Following a major hurricane in Honduras, U.S. company DRC, Inc. (“DRC”) bid on and won a reconstruction contract with the Honduran Social Investment Fund (“FHIS”), a sub-entity of the Republic of Honduras (“Honduras”). A payment dispute led to arbitration between FHIS and DRC in Honduras under Honduran law, where a tribunal awarded DRC $51 million.

DRC brought a confirmation action in federal court in the United States, seeking to enforce the award against Honduras, rather than FHIS. Honduras advanced numerous grounds for dismissal of the confirmation action, including the argument that it enjoyed sovereign immunity.

The district court sided with Honduras on the ground that the Foreign Sovereign Immunities Act (the “FSIA”) prevented the court from exercising subject matter jurisdiction in the case.

FSIA Analysis

Under the FSIA, a foreign state, defined broadly to include agencies of a foreign sovereign, enjoys full immunity from suit in federal court unless the case falls within one of several statutory exceptions. In bringing suit against Honduras, DRC relied on the so-called “arbitration exception,” which provides for jurisdiction over efforts to confirm arbitral awards falling within the scope of certain international agreements such as the New York Convention and the Panama Convention.
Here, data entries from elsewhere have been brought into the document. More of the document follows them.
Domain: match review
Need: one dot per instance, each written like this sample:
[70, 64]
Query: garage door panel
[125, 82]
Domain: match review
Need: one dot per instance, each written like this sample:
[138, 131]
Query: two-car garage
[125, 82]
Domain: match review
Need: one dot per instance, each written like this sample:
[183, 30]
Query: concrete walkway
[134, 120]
Honduras contended that it could not be sued under the arbitration exception because (1) Honduras was not a party to the original contract containing an arbitration clause; (2) it was not a participant in the arbitration proceedings, and (3) the arbitral award was not rendered against it but, instead, against a separate and independent entity.

The court acknowledged that, had the confirmation action been brought against FHIS—the party against whom the original award was obtained in Honduras—the court would have had subject matter jurisdiction. However, the court explained, the arbitration exception would only operate to deprive Honduras of immunity if FHIS were, as DRC alleged, an “organ” or “agent” of Honduras that should not be treated separately.
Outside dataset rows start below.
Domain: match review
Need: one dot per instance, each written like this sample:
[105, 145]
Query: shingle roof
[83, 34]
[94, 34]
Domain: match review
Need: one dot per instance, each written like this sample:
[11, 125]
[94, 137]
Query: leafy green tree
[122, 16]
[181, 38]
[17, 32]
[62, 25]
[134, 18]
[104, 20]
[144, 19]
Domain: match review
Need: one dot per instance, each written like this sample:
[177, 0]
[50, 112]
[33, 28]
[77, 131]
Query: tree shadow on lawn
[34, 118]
Noting FHIS’s “separate legal personality” and substantial degree of autonomy, the court concluded that FHIS’s “establishment as a juridically independent entity entitles it to a presumption of separateness from [Honduras] for purposes of determining whether the [c]ourt has subject matter jurisdiction.” The court next concluded that DRC had failed to overcome that presumption by demonstrating either that Honduras “dominated FHIS or otherwise made FHIS its agent” through the exercise of actual control, or that the court’s “failure to disregard the presumption would work a fraud or injustice.”

Thus, the court ultimately agreed with Honduras that “because [Honduras] was not itself a party to the arbitration agreement between [DRC] and FHIS, and as the arbitral award was issued solely against FHIS, a separate and independent entity, [the court] lacks jurisdiction to entertain [DRC’s] petition to confirm the award against [Honduras].”